The Paperboy is a slightly lacklustre affair with little imagination. It's a film that will be marketed with the face of Zac Efron, though it ultimately provides notable performances from Cusack and Kidman.

The Paperboy Review [Cannes 2012]

The Paperboy is based on a thriller written by Pelter Dexter. In the film, Nicole Kidman plays the sultry and stunningly alluring Charlotte Bless, a prostitute who has fallen in love with a local inmate named Hillary Van Wetter (John Cusack) who is imprisoned for the murder of a Police officer.

Sensing injustice and wrongful imprisonment, two journalists arrive in town to investigate the original murder charge filed against Hillary. Ward James (Matthew McConaughey) and Yardley Acheman (David Oyelowo) systematically go through all the evidence, and try to pick apart the prosecution’s case. Yardley also calls upon the services of his younger brother Jack (Zac Efron), who is deployed as chauffeur and aid, and who immediately becomes infatuated and lustfully drawn to Charlotte. This can only lead to disastrous consequences as Charlotte is insistent that she wishes to spend the rest of her days by Hillary’s side upon release.

Over its entirety, the film maintains a steady level of suspense and intrigue towards Hillary’s character. Cusack plays the role of a cold and unhinged sociopath wonderfully and the iciness can really be felt from behind his eyes. The character however seems so guilty throughout the film and it is never entirely clear why so many people are intent on proving his innocence.
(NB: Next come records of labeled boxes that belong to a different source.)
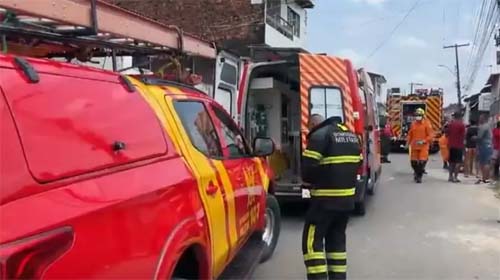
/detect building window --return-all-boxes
[288,7,300,37]
[266,0,281,18]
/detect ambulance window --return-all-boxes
[212,106,250,158]
[220,63,238,85]
[310,87,344,120]
[214,87,233,115]
[174,101,222,157]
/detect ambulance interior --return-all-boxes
[245,62,302,186]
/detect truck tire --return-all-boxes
[260,194,281,263]
[354,199,366,216]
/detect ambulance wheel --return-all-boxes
[354,199,366,216]
[260,194,281,263]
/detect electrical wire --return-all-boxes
[465,0,500,92]
[363,0,421,64]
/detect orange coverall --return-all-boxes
[439,134,450,162]
[408,119,434,161]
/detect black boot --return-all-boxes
[411,160,419,183]
[415,161,425,184]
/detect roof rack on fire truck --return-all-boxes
[0,0,216,70]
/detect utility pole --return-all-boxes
[410,82,423,94]
[443,43,470,110]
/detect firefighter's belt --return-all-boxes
[302,150,323,160]
[319,156,363,165]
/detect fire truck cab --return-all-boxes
[214,48,380,214]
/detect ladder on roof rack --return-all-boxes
[0,0,216,58]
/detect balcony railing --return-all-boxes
[266,14,293,40]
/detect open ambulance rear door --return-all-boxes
[299,54,369,215]
[358,68,382,193]
[213,51,241,120]
[299,54,363,148]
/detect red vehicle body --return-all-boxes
[0,55,279,279]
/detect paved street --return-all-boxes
[254,154,500,279]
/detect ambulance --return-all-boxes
[214,48,381,214]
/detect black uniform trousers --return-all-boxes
[302,201,349,279]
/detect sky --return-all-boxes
[307,0,500,104]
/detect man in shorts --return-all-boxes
[476,114,493,184]
[447,112,465,183]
Making things even more confusing is frequent gaps in the film, that leave much to the imagination. We watch as Ward gets increasingly and unrealistically obsessed with the case at a very early stage but we never see just how everyone and everything has come together in the first place.

Alongside Cusack’s portrayal is a truly sexy and tantalizing performance from Kidman who shows she stills has the looks, figure, and more importantly sassy attitude, to fit in with today’s young stars. That being said, the connection between Charlotte and Jack never quite seems real, and as passable as Efron’s on screen persuasion is, his character seems a little wooden and safe. McConaughey’s performance is as equally uninspiring. For me, he is Mr. Dependable in a role which requires little eccentricity or fluidity and I think he was miscast in the film.

I should also mention that there a couple of scenes which director Lee Daniels seems to have included in order to give the film a shock factor, and cast an aura of bewilderment on the audience. I won’t give these away during the review, but it won’t be hard to tell which scenes I am referring to when you watch the film. Unfortunately, they do seem a little out of place and don’t hold any real basis for progressing the story.

There is also a comparative feeling of being left in the lurch as the whole viewing draws to a close and we are almost mislead into expecting a predictable end. While delivering unpredictability is a useful cinematic tool when used correctly, in this instance it fails to enhance the experience and only serves to deliver a reaction of disappointment.

Ultimately, The Paperboy is a poorly made film with not a whole lot going for it. The story is intriguing at first but quickly becomes messy. Daniels’ direction is often misguided and the film is nowhere near as good as his last film, Precious. It’s messy and often ridiculous and a lot of the narratives just seem to end rather abruptly, a lot of things feel unfinished as the credits roll. Daniels is all over the place with this one and unfortunately, I don’t see it finding much of an audience.

The Paperboy Review [Cannes]
Middling

The Paperboy is a slightly lacklustre affair with little imagination. It's a film that will be marketed with the face of Zac Efron, though it ultimately provides notable performances from Cusack and Kidman.